Dairy farming is Hannah Edwards’ profession and vocation – and the welfare of the herd is always her primary concern (Credit: John Quintero/BBC)

Not long after I arrive at the farm, Hannah, armed with a thick super-sized blue apron and a razor-sharp focus, announces it is time to enter the parlour, where she milks the 140 cows, in a true state of flow. Wrapped in blue gloves, her hands dance in swift parallel moves as they reach diagonally up and then across as she wipes each teat with a disinfecting cloth before attaching it on to the milk sucking equipment. Amid the flurry of muscle action I can feel Hannah’s calm aura of awareness, watching the millilitres on the glass vials track the bubbly white liquid while she reads each cows’ emotional state to pick up on any illness or mood requiring more close attention. “They can’t talk to you, just have to look out for different emotions,” she says. “Their eyes become bulgy when they are scared. It’s really teamwork, cows and farmers working together to produce milk.”

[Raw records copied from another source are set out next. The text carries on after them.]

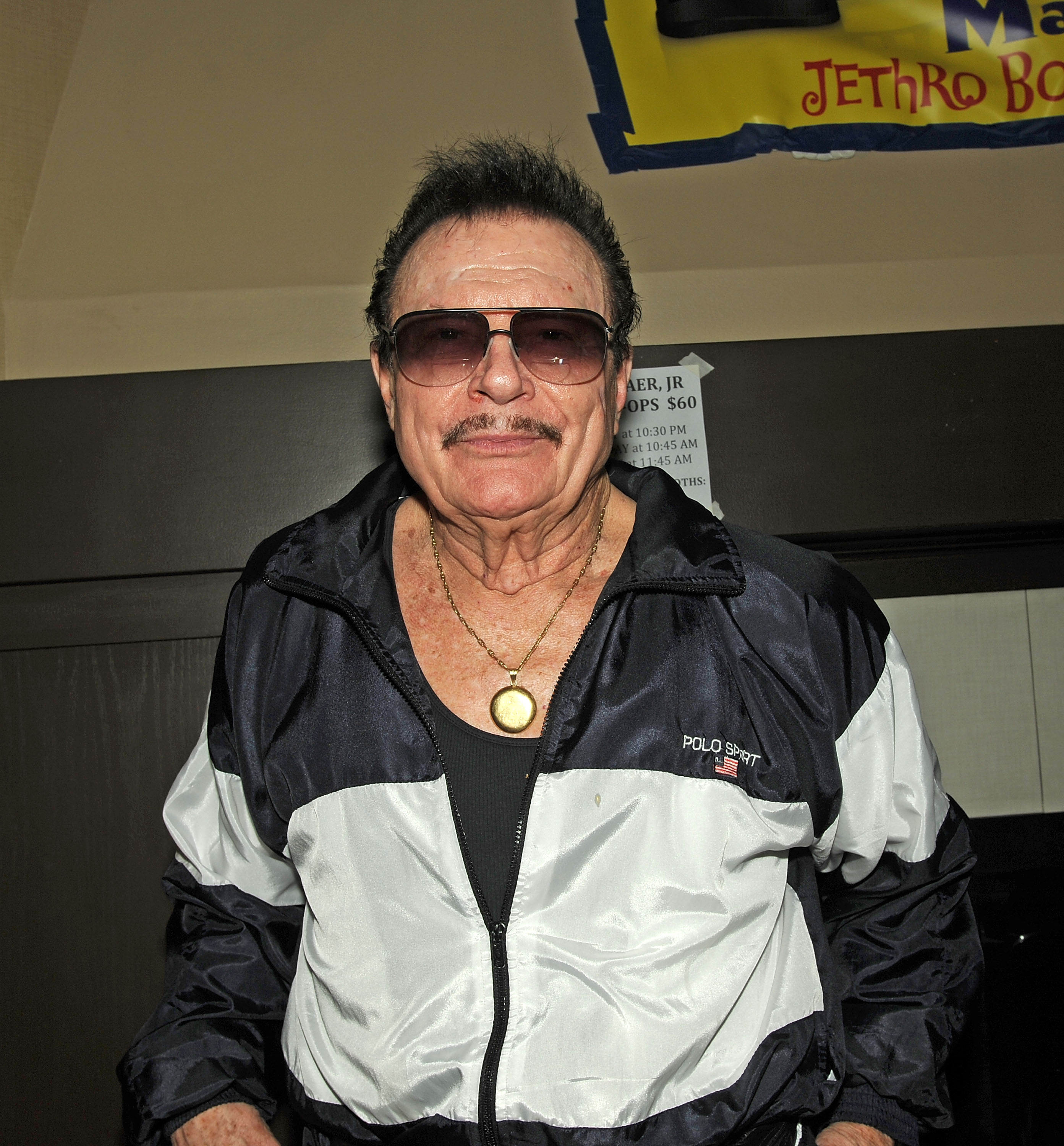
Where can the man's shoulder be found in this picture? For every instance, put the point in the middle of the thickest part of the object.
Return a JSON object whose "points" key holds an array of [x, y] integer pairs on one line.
{"points": [[317, 546], [777, 569]]}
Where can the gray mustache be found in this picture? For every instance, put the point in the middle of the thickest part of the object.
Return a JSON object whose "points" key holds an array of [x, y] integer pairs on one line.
{"points": [[517, 423]]}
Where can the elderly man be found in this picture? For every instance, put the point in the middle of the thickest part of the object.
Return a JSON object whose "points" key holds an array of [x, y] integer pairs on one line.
{"points": [[542, 807]]}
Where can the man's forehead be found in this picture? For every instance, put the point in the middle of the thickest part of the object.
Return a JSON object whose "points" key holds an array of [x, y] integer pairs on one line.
{"points": [[493, 255]]}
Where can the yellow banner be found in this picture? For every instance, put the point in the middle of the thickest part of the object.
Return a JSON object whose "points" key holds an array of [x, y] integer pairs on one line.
{"points": [[889, 75]]}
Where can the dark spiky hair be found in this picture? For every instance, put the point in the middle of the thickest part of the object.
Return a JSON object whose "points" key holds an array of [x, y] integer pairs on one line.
{"points": [[501, 176]]}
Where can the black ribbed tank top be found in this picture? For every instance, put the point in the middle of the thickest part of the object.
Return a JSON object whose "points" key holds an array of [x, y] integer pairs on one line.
{"points": [[487, 775]]}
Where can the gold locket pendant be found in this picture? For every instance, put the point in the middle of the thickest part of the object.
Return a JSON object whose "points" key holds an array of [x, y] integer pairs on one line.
{"points": [[513, 707]]}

Between 2005 and 2015, the dairy cattle industry’s greenhouse gas emissions increased by 18% as demand for milk grows

The following morning, Hannah and I sit in blistering sunshine on a picnic bench in her family garden alongside her mother Ruth and brother David. “The cows don’t like the heat,” Hannah says. “They won’t sit down as the ground is too hot. Their feet get tender; they get abscesses that cause them to go lame.”

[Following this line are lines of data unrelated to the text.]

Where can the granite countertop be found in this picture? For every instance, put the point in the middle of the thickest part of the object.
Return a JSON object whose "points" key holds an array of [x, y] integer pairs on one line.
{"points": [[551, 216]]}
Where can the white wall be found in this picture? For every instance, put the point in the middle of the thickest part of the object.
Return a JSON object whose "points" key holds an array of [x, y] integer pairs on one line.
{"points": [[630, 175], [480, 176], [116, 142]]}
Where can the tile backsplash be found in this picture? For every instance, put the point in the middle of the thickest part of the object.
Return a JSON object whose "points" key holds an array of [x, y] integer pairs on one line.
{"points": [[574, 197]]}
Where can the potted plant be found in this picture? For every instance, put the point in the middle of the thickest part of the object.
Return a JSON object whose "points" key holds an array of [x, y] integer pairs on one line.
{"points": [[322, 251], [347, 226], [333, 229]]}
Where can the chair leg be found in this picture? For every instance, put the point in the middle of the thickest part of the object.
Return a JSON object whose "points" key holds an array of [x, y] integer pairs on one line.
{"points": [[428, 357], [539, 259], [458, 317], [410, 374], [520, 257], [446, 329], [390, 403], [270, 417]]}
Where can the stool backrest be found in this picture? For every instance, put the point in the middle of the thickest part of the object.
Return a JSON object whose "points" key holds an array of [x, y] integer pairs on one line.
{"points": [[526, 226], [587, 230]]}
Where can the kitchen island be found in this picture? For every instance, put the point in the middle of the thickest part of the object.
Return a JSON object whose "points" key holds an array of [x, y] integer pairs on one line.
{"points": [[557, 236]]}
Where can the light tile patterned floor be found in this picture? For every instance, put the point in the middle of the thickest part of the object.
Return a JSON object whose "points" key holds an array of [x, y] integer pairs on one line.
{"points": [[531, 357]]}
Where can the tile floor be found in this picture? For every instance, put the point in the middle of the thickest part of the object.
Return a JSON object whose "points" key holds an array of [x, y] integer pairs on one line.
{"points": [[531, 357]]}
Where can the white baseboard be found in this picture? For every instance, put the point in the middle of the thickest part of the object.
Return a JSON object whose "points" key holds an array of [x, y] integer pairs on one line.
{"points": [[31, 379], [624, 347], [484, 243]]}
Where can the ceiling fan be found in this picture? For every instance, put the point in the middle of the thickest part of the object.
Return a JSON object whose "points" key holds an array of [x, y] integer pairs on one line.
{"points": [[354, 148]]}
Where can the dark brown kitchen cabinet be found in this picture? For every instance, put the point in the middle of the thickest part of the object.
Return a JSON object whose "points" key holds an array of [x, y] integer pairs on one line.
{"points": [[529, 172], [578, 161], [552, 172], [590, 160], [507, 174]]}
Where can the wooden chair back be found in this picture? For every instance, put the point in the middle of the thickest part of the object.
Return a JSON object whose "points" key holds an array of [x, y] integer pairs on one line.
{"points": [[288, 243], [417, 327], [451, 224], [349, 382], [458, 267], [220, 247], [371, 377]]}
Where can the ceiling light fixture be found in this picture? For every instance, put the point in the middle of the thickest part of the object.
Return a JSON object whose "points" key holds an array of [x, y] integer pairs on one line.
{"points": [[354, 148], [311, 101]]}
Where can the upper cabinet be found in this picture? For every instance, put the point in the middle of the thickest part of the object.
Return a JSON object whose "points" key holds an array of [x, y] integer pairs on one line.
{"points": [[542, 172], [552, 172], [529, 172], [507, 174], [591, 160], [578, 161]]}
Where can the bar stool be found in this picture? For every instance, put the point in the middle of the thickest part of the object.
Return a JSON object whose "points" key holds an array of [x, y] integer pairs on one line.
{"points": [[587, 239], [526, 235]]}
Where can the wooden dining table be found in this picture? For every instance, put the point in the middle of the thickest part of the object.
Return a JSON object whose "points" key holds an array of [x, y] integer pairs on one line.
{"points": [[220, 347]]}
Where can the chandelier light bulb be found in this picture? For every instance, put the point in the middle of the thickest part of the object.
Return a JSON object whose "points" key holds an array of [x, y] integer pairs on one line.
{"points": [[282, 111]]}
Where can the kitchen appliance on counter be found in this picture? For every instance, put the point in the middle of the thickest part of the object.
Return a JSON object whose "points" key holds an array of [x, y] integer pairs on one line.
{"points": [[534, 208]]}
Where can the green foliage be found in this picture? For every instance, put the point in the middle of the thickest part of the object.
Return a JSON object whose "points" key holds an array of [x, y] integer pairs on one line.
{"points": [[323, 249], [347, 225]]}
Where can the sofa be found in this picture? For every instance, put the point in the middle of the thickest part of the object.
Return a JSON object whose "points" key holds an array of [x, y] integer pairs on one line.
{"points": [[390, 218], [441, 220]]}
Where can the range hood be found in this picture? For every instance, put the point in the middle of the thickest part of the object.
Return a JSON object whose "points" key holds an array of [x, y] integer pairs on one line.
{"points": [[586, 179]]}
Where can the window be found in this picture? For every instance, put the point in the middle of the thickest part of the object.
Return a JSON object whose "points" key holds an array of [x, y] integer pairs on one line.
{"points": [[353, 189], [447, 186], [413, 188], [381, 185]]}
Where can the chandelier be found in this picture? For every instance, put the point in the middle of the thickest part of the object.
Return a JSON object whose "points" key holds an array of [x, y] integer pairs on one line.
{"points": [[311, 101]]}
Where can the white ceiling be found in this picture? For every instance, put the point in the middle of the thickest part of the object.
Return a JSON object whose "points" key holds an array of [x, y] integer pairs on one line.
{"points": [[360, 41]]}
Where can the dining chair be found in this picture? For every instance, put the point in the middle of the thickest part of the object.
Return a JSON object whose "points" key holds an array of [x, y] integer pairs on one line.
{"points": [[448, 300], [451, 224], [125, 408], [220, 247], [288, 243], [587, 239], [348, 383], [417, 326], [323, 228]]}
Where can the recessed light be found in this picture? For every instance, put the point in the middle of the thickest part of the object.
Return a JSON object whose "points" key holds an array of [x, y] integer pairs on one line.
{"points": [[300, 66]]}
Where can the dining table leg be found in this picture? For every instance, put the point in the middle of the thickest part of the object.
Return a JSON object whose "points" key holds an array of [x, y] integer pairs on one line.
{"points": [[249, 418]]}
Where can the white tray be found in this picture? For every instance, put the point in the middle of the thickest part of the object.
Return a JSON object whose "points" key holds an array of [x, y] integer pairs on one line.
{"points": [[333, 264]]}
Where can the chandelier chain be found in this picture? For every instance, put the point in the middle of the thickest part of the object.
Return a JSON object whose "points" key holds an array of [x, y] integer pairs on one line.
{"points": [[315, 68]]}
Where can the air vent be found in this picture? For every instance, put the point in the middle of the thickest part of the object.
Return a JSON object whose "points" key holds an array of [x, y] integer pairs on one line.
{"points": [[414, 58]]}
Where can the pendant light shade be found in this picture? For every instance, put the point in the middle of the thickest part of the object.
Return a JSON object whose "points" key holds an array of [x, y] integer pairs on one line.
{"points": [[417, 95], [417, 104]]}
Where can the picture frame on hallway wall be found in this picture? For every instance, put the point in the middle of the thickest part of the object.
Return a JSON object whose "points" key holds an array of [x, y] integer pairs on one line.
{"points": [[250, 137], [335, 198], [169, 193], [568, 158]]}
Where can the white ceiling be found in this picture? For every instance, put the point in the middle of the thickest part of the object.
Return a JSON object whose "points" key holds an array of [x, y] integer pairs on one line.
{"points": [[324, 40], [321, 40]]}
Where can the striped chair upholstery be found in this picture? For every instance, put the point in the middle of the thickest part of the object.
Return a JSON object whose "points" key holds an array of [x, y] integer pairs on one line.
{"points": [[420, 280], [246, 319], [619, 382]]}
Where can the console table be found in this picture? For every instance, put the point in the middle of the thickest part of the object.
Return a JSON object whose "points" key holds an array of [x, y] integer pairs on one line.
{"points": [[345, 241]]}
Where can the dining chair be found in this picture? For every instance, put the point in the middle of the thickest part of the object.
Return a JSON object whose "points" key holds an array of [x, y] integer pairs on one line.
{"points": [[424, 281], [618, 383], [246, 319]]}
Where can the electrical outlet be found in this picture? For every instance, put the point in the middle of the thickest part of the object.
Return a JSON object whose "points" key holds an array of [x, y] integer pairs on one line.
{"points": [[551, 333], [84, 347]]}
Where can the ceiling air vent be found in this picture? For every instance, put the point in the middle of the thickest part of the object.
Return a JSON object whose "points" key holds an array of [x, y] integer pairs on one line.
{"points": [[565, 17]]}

Together, the family reflects on the changing weather and climate patterns they have witnessed. “I remember we used to get frost when we were kids, but we don’t get it anymore,” says David. “We don’t get those nice crisp mornings.” Ruth recalls that when she first came to the farm, the cherry blossom tree would bloom in May. “Now it’s April,” she says. “The climate does seem to be different over the years. We don’t seem to get proper seasons anymore.” 

Hannah’s opinions about climate change prove complex over the course of our conversations. “Obviously climate change is happening,” she says. “Greenhouse gases are helped by humans, isn’t it. Part of it is a natural process, like when the Ice Age ended. But it is speeded up, there’s no doubt about that.” And what about the role of farmers? “Farmers have an extra responsibility to take care both of the environment and of emissions,” she says.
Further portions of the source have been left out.